Back on Jan 11 (which seems about a decade ago), I posted still photos from the then-forthcoming movie Clash of the Titans and suggested how those images could represent different kinds of extreme metal bands. You can see that here. The movie is now out, and seems to be drawing hoards of viewers. I haven’t seen it yet, though I intend to — despite a review I read by the always wicked Anthony Lane in the April 12 issue of that famous metal zine, The New Yorker. It’s just too funny not to share a few excerpts:
There is an awful lot of clashing in “Clash of the Titans,” but no Titans. A pity, for the real Titans were early-model deities, born of Uranus and Gaea; she, peeved by her husband, took the unusual step of forging what one ancient text describes as “a saw-toothed scimitar,” with which her son Cronos then “harvested his father’s genitals.” All of which would have made the perfect Lars von Trier film.
Instead, we have to be content with late-period gods and monsters, plus efficient head removal and the odd winged horse, but not a single act of castration. How do these people hope to earn our respect?

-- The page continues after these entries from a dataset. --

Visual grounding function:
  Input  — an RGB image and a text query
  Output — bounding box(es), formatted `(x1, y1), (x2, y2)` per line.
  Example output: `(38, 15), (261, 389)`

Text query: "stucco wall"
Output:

(more after the jump . . .)
More from Anthony Lane’s review:
Louis Leterrier’s film stars Sam Worthington, but you will have guessed that already. These days, no major production is allowed to embark without him. He is the strapping Australian lad who, without warning, has found himself cast as a cyborg, in “Terminator Salvation,” as a would-be alien, in “Avatar,” and now as the demigod Perseus, in “Clash of the Titans,” while retaining the look of someone who cheerfully expects to be returning to a steady job on a building site. Sometime, if his luck holds, he could actually play a purebred human being and stay that way till the end of the movie; for now, though, he must be content with fifty per cent.
As a man, Perseus can march up hills and down into the mouth of hell with warrior friends like Draco (Mads Mikkelsen), who teaches him swordsmanship—“Stay focussed,” he says, in a phrase that scholars have long sought, yet never found, in the pages of the Iliad. Where is the fun, by contrast, in the lives of those who dwell on Mt. Olympus? They stand around on individual floating platforms like bored, middle-aged sunseekers waiting to do pool aerobics.
Danny Huston, in the role of Poseidon, gets about a line and a half of dialogue and then drops out of the movie, while [Liam] Neeson, as team leader [Zeus], comes wrapped in so much aluminum foil that, if I were an attendant mortal, I wouldn’t quite know whether to worship him or take him out every hour and baste him.
There’s more in this vein, and you can go here to read all of it.
But I’m gonna see the movie anyway. As a rule, I never let middling reviews stop me from seeing movies with giant scorpions, winged horses, krakens, people being turned to stone, and characters and creatures that remind me of metal bands.
Have you seen the movie? What did you think?
i saw the original movie in the theaters as a kid and i was super excited to see this remake. i found it thoroughly enjoyable and yeah, it was pretty damn metal.